Все те невзгоды, которые выпадали на мою долю при дневальстве, компенсировались тем, что как только заканчивался амбулаторный прием, врач и сестра уходили из амбулатории и я оставался один. Ко мне иногда приходил дневальный из соседнего барака. Тогда я ставил на плиту чайник с водой и кипятил воду на чай, заваривал чай и при свете керосиновой лампы в тепле наслаждался чаепитием. Было отрадно, когда из дома мы получали посылки, был настоящий лагерный праздник…
Особенно для меня была памятна первая ночь, проведенная в амбулатории. Это была необыкновенно радостная ночь.
В течение примерно четырех лет я находился в невыносимо тяжелых условиях, днем работал на тяжелых работах, ходил по 7–8 км, таская за плечами топор, пилу, железную лопату, корчевал пни иногда диаметром 35–40 см, грузил бревна на железнодорожные платформы…

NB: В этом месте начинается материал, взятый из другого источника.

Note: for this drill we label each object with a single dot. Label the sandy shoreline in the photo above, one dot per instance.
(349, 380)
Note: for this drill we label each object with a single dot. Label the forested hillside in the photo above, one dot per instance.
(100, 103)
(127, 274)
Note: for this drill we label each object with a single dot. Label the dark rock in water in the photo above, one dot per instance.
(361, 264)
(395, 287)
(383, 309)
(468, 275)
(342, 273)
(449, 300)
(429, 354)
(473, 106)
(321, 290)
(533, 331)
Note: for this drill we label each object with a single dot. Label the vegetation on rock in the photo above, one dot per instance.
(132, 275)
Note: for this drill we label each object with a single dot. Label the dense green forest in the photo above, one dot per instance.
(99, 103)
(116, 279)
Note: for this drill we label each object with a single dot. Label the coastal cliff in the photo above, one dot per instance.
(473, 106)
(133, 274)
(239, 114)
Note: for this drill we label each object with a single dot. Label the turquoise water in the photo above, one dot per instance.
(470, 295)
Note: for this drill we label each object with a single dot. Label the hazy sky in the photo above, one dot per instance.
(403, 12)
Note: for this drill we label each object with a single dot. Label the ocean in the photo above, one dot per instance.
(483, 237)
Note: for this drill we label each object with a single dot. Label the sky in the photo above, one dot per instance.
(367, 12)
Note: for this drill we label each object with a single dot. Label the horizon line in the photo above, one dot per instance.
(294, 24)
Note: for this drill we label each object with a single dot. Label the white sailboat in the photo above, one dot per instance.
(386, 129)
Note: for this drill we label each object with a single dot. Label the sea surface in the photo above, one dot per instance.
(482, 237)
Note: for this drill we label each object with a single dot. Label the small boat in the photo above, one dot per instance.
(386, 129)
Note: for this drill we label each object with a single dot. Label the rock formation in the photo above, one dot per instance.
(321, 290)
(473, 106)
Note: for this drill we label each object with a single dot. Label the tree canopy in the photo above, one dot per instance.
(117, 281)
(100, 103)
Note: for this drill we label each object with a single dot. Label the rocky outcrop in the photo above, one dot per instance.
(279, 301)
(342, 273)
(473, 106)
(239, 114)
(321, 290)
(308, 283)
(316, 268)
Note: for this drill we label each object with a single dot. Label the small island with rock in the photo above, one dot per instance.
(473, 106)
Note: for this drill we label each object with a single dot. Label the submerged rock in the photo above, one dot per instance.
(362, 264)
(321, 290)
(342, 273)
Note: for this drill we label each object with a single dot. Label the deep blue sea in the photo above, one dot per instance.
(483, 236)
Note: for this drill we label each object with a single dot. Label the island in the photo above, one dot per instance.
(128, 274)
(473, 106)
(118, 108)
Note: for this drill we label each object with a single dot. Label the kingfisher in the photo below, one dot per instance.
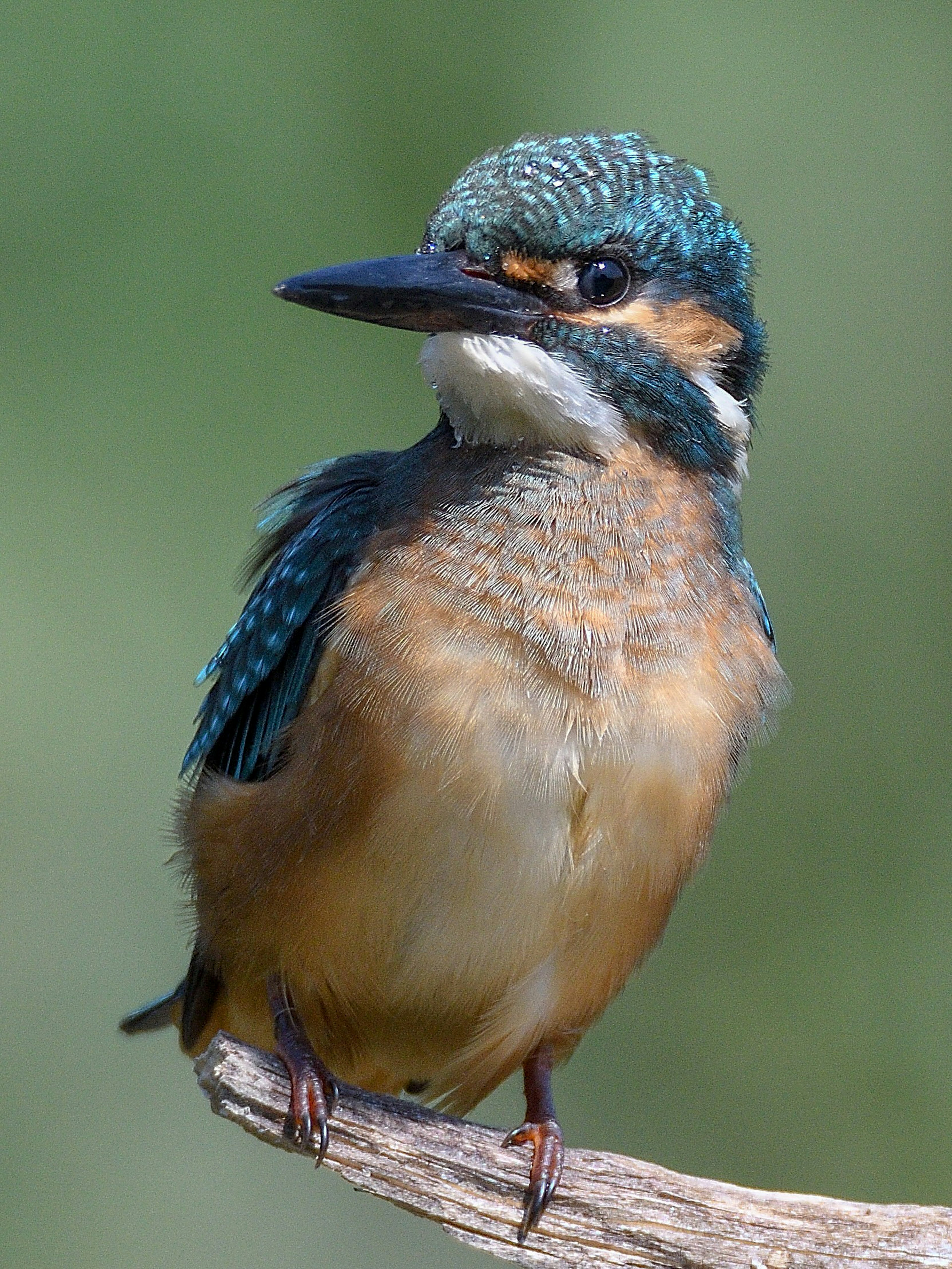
(474, 728)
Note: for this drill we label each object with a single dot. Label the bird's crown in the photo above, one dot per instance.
(581, 290)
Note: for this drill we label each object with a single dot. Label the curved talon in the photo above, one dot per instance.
(548, 1160)
(314, 1091)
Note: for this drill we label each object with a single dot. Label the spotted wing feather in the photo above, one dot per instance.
(314, 531)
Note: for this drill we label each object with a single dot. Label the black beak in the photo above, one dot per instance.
(433, 292)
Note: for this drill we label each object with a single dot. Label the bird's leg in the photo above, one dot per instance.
(314, 1091)
(542, 1130)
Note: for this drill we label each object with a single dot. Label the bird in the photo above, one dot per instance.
(475, 725)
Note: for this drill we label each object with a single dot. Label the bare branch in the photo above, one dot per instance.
(609, 1211)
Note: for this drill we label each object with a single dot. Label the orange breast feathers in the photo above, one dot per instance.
(518, 739)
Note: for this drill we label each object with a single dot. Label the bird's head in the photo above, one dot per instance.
(578, 291)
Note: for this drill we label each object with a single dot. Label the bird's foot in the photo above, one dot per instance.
(314, 1091)
(548, 1159)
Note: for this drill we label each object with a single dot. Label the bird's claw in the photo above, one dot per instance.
(548, 1159)
(314, 1094)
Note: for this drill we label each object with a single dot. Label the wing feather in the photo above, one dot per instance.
(313, 535)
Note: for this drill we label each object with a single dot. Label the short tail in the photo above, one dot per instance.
(157, 1014)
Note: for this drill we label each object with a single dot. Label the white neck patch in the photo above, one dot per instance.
(733, 419)
(498, 390)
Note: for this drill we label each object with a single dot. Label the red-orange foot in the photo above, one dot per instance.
(314, 1091)
(548, 1159)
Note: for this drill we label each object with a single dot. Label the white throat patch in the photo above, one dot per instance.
(498, 390)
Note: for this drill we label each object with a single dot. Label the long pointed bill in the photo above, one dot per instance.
(431, 292)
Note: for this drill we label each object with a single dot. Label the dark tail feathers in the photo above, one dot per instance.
(154, 1016)
(197, 994)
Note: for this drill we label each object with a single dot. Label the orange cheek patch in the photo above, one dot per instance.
(525, 268)
(691, 337)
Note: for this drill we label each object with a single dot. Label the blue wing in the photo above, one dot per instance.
(314, 532)
(748, 574)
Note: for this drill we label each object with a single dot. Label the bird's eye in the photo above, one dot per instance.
(603, 282)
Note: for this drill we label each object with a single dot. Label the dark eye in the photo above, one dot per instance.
(603, 282)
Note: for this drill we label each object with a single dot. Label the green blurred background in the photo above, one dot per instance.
(164, 166)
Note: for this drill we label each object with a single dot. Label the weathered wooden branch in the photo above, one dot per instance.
(609, 1211)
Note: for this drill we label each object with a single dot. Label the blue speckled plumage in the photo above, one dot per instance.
(546, 197)
(564, 196)
(314, 530)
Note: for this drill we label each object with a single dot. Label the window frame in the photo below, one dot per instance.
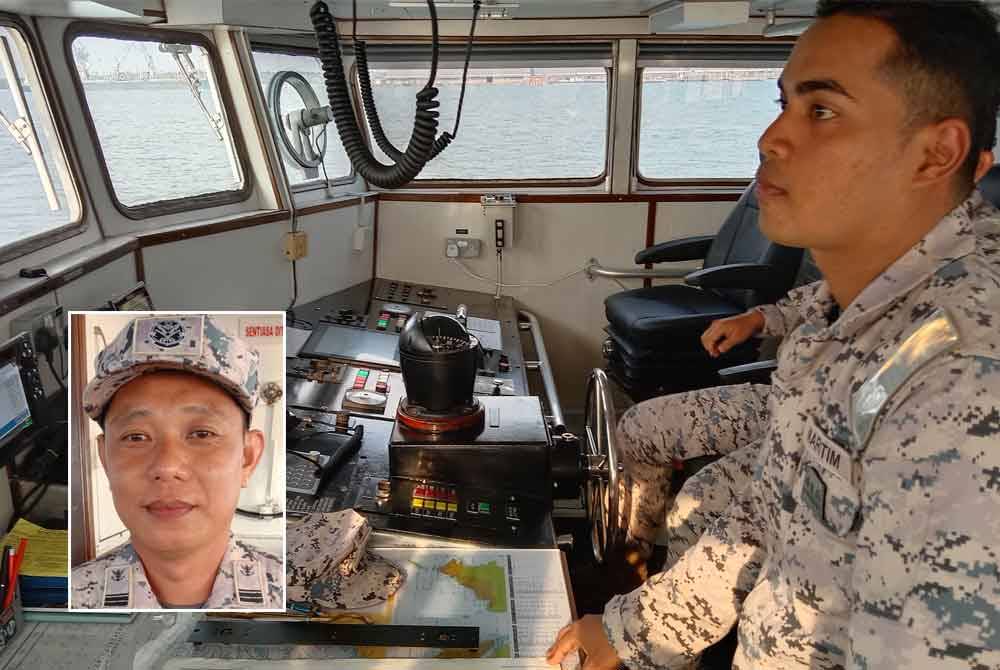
(56, 115)
(557, 182)
(318, 183)
(654, 183)
(175, 205)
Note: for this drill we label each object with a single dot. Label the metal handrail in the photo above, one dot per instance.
(594, 269)
(548, 380)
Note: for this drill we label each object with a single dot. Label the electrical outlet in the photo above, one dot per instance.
(462, 247)
(49, 318)
(296, 245)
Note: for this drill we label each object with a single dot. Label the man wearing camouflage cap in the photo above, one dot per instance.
(174, 395)
(867, 536)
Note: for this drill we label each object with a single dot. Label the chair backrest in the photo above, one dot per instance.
(990, 185)
(740, 241)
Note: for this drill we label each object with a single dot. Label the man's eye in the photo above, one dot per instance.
(823, 113)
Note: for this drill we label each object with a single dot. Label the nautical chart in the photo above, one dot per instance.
(516, 597)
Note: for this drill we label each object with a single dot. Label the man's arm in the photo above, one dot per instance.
(775, 320)
(926, 580)
(784, 316)
(680, 612)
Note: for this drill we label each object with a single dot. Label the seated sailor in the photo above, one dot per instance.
(865, 538)
(177, 448)
(724, 421)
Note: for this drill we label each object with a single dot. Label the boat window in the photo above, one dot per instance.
(703, 108)
(272, 63)
(541, 115)
(37, 193)
(159, 118)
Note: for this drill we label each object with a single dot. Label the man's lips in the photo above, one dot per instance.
(168, 509)
(766, 188)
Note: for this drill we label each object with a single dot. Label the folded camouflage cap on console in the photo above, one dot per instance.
(330, 568)
(187, 343)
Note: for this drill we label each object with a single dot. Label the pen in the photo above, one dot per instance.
(21, 548)
(4, 573)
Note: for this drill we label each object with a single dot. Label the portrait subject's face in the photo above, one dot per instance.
(176, 455)
(836, 160)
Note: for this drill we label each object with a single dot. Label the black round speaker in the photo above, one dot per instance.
(439, 359)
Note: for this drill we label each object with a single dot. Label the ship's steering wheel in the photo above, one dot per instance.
(603, 470)
(300, 130)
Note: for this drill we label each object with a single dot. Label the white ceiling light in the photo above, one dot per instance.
(787, 29)
(454, 5)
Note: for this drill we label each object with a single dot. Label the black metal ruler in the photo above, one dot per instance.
(314, 632)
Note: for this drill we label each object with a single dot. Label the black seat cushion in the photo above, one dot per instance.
(651, 315)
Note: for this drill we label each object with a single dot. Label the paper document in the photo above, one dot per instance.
(487, 331)
(48, 550)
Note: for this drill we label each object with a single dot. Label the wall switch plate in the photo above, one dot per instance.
(296, 245)
(462, 247)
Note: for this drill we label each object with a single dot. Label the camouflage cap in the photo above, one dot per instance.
(329, 566)
(185, 343)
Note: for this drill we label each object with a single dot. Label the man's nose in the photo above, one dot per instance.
(775, 141)
(170, 460)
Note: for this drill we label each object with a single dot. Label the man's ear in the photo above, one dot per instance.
(944, 146)
(253, 448)
(986, 161)
(101, 454)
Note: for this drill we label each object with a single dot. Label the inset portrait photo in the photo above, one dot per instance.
(177, 497)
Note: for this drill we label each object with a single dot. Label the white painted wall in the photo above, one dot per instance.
(247, 268)
(552, 240)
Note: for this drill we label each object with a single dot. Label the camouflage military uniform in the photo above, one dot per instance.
(247, 579)
(725, 421)
(867, 536)
(330, 567)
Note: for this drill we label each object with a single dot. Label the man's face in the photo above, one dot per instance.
(835, 162)
(176, 455)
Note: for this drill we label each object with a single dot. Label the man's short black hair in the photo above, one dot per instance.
(947, 60)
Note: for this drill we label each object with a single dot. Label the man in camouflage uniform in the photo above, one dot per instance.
(174, 397)
(725, 421)
(866, 538)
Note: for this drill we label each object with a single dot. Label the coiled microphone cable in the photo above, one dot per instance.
(368, 98)
(410, 162)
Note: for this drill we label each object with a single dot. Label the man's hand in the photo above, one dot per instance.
(725, 334)
(586, 634)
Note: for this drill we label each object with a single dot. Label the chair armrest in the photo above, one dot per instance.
(745, 276)
(750, 373)
(684, 249)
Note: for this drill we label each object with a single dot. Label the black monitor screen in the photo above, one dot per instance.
(15, 414)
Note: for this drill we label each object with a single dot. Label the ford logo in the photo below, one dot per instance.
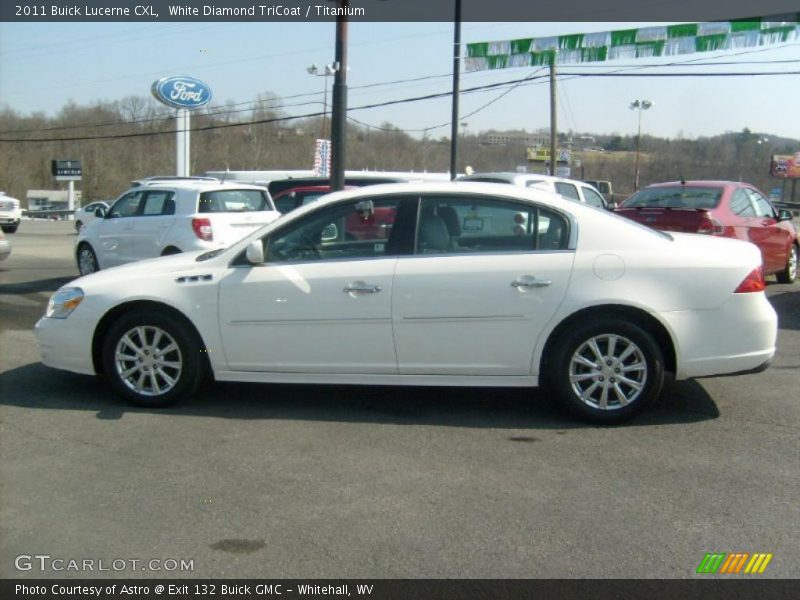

После такой работы приходишь домой немного отдохнуть, набраться за ночь свежих сил, но для этого нет условий: часто приходилось спать на голых нарах, покрывшись лишь бушлатом; во время сна не раз за ночь подойдут к тебе уркачи, обшарят карманы и все вытащат, а еще клопы не дадут спать…
Здесь же в комнате я остался один. В комнате чисто, светло и тепло, клопов и вшей нет, никто к тебе во время сна не придет, можно спать спокойно до пяти часов утра, а с 5 часов начинается утренний амбулаторный прием.
Заведующая амбулаторией была вольнонаемная женщина, очень хорошая, эвакуированная из Ленинграда.
Кроме нее была медсестра, из заключенных по 58-й ст., но такая язва, что говорить нечего – уж очень она любила принимать больных, которые получали посылки с фруктами.
Придет в амбулаторию на прием больной без повышенной температуры, и его нельзя освободить от работы. Видишь, что парню надо помочь, и, зная слабую струнку медсестры, говоришь ему: иди к медсестре и в разговоре с ней скажи, что получаешь посылки с разными сушеными фруктами.
Потом смотришь – парень получил день освобождения, а «день кантовки – две недели здоровья».
В зимний период 1944/1945 гг. народ так отощал, что страшно было смотреть на людей: на человеке остались кости да кожа, животы подтянуло к нижней части спины и совсем не видно нижнюю часть; по зоне ходят одни дистрофики.
При осмотре заключенных врачи основное внимание уделяли задней части тела, и как только работяга приходил к врачу, последний ему говорил: «Снимай штаны!». Он снимал штаны, и по задней части тела врач определял его состояние здоровья.
К весне 1945 года в зоне не было видно ни одной задницы, все были подведены к животам.
Надо сказать, что со стороны заключенных не было слышно жалоб на плохое питание, все учитывали войну: мы здесь как-нибудь перенесем это злосчастное время, война кончится, и нас отпустят по домам, все будет хорошо…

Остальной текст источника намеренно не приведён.